Yes We Can-Can: Grandp?re experiences the audacity of grope.
Yes We Can-Can: Grandp?re experiences the audacity of grope.

After the sloppy Kiss of the Spider Woman that opened its much-ballyhooed Kander & Ebb Celebration, Signature Theatre is serving up a happier second act—a sweet, stylish, and mostly satisfying tuner about a prodigal talent who roams the world looking for glory, only to come home to his provincial town and find himself there.

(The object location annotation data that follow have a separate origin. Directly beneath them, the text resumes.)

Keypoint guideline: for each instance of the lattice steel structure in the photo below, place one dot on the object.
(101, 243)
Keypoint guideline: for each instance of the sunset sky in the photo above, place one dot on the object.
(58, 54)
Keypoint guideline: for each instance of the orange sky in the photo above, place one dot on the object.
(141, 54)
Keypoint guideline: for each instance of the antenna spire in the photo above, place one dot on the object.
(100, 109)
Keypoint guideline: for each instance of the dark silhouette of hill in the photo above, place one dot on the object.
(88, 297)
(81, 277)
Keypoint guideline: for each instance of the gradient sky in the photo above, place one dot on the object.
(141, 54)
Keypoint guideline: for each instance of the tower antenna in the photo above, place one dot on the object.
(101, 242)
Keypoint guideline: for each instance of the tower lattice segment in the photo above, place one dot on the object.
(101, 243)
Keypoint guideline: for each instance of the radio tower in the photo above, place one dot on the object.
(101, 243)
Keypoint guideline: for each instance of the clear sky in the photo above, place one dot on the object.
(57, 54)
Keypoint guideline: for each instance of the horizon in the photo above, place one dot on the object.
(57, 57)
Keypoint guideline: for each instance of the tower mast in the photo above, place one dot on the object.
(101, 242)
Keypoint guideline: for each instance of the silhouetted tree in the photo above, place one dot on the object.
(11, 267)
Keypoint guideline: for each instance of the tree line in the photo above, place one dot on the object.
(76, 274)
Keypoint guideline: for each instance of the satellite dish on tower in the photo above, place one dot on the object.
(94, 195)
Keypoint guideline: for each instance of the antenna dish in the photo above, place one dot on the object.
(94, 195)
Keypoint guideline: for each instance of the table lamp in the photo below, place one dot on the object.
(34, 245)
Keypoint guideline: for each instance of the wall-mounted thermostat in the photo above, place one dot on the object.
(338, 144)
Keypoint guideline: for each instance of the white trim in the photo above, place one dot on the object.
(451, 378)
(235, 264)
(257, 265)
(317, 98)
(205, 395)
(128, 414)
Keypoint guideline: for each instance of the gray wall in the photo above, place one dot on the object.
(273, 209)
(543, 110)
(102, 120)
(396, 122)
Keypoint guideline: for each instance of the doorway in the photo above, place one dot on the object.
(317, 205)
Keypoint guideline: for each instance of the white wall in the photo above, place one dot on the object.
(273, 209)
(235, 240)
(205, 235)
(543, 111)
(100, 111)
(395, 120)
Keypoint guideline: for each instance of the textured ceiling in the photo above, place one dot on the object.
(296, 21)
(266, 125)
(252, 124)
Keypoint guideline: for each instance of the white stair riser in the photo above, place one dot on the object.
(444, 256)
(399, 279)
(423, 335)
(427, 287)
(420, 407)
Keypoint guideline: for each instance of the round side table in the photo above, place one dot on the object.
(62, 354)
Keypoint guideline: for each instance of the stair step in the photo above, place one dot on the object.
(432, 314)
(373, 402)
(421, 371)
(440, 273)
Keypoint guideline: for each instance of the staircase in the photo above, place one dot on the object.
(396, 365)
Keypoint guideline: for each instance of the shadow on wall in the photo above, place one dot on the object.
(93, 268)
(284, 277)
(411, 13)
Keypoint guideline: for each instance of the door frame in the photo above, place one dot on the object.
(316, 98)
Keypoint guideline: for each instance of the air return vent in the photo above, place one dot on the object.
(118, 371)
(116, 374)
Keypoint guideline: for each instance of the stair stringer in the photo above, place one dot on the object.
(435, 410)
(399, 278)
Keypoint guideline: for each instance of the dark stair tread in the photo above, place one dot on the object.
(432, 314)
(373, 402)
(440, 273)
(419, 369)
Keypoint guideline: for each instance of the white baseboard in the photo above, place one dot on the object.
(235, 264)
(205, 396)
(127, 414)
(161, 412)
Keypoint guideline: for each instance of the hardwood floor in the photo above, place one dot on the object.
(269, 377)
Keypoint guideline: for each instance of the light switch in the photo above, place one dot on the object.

It’s called The Happy Time, and it wasn’t always the promising little package it is now. It had a sort of split personality, for one thing: It started out, according to William Goldman’s celebrated Broadway chronicle The Season, as a dark and delicate thing, “a small family show with an abrasive script…about a failure who didn’t get the girl.” But it was also a star vehicle for Robert Goulet, an attempt to capitalize on a bankable star by putting him front and center in a testosterone-fueled version of the big-lady musicals (Mame, Hello Dolly) that were then all the rage. And in development, apparently, the abrasive script got buffed smooth, sentiment and saccharine got shoved down the show’s throat, and director Gower Champion tarted up the proceedings with an immense, elaborate, and hideously expensive system of projections—the lead character, Jacques, is a celebrated photographer. The result: a razzle-dazzle fizzle, a show with no real identity and a story nobody bought. It lost its backers a million dollars—the first time that ever happened on Broadway.

John Kander and Fred Ebb never quite gave up hope, though, and there was a 1980 revival at Connecticut’s Goodspeed Opera House whose emendations reportedly laid the foundation for Michael Unger’s nicely nuanced chamber production at Signature. The treacle is mostly gone, the darkness is back, the script tweaked to refocus on story and character: The hero’s once-in-a-blue-moon visit to his hometown stirs things up for his old sweetheart and for his fractious family—especially for his nephew Bibi (Jace Casey), inspired by Uncle Jacques to rebel against his strict, dull dad—and in this telling, at least, the turmoil is pretty affecting.

The showgirls in that first-act visit to the burlesque house are four rather than the original eight, and the multimedia, while it’s still a crucial element, has been rendered intimate—credit Todd Edward Ivins’ handsome, carefully thought-out photo projections, strewn like family portraits across the rear wall of Signature’s cozy Ark space. New or restored songs (notably the tricky, triplet-strewn duet “In His Own Good Time,” deftly handled by Tracy Lynn Olivera and George Dvorsky) help enrich relationships, and it helps that in the decades since the show’s first go-round, audiences have developed an appetite for oblique, bittersweet anti-love songs like Act 1’s “I Don’t Remember You,” sung by Jacques with the schoolteacher whose small-town charms he’s trying to resist. (It’s a quietly marvelous tune, that, and it’s become something of a cabaret standard; Michael Minarik and Carrie A. Johnson sing it handsomely.) All in all, a crowd of us spent intermission in the Signature lobby wondering why The Happy Time hasn’t had a happier time of it.

Act 2, as it happens, offers a partial answer. A vaudeville number centered on veteran character actor David Margulies (playing the irascible, eminently sensible grandpère of Jacques’ French Canadian family) stands out as old-school showbizzy, a jarring uptempo interlude in a story that’s been steadily darkening and lensing in on interpersonal strife. And while the return to an unhappy, uncertain ending for our hero honors the creators’ original intent, there’s still work to be done: Jacques turns out to be something less than the glamorous globe-trotter he’s been fronting as, or so he confesses, but exactly who he is remains unclear—and there’s little to set up the confession that comes, with an awkward suddenness, at what’s meant to be the show’s emotional peak.

But things are certainly moving in the right direction, and the remaining issues are the sort of things that should be fixable with a book-tweak or three. Signature’s otherwise spot-on production, meanwhile, suggests that The Happy Time is beginning to look like that happiest of theatrical things—a once-troubled show whose worst troubles seem safely behind it.